この事故により、彼は頭部、膝、そして選手生命に危機をもたらす可能性のある股関節に重傷を負った。彼はソウル峨山病院に搬送され、入院治療を受けることとなり、バスケットボールワールドカップの国家代表メンバーからも脱落した。事故後、彼は1年以上にわたるリハビリテーションを余儀なくされ、2014-15シーズン全体と2015-16シーズンの大半を欠場した。事故の調査では、飲酒運転に加え、居眠り運転であり、さらにシートベルトを着用していなかったことも判明した。

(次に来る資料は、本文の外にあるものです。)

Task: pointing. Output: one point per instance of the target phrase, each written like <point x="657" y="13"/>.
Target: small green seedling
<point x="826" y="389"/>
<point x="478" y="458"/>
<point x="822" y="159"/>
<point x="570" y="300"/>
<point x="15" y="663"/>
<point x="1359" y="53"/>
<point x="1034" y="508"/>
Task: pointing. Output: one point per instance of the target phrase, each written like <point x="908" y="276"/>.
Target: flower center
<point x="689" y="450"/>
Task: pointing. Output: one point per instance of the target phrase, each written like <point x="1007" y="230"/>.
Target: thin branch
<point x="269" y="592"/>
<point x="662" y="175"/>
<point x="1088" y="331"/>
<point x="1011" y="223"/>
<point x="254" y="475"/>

2015年9月、KBLは、彼の選手生命がまだ不確実な状況であったため、出場停止ではなく警告処分とし、120時間の社会奉仕活動を命じる決定を下した。このニュースは、所属チームである全州KCCイージスが公式声明や謝罪を行わなかったことも相まって、スポーツファンの間で大きな反発を招いた。飲酒運転という同じ違反を犯した他競技の選手と比較して、「処分が軽い」と非難されたが、一方で彼の身体的な負傷自体がすでに罰となっているという見方もあった。しかし、全州KCCイージスの運営陣は、問題に適切に対応しなかったとして、厳しい批判に直面した。
この飲酒運転事件は、プロスポーツ選手という公人の行動が社会に与える影響、そしてそれに対するリーグやチームの制度的対応のあり方について、重要な議論を提起する出来事となった。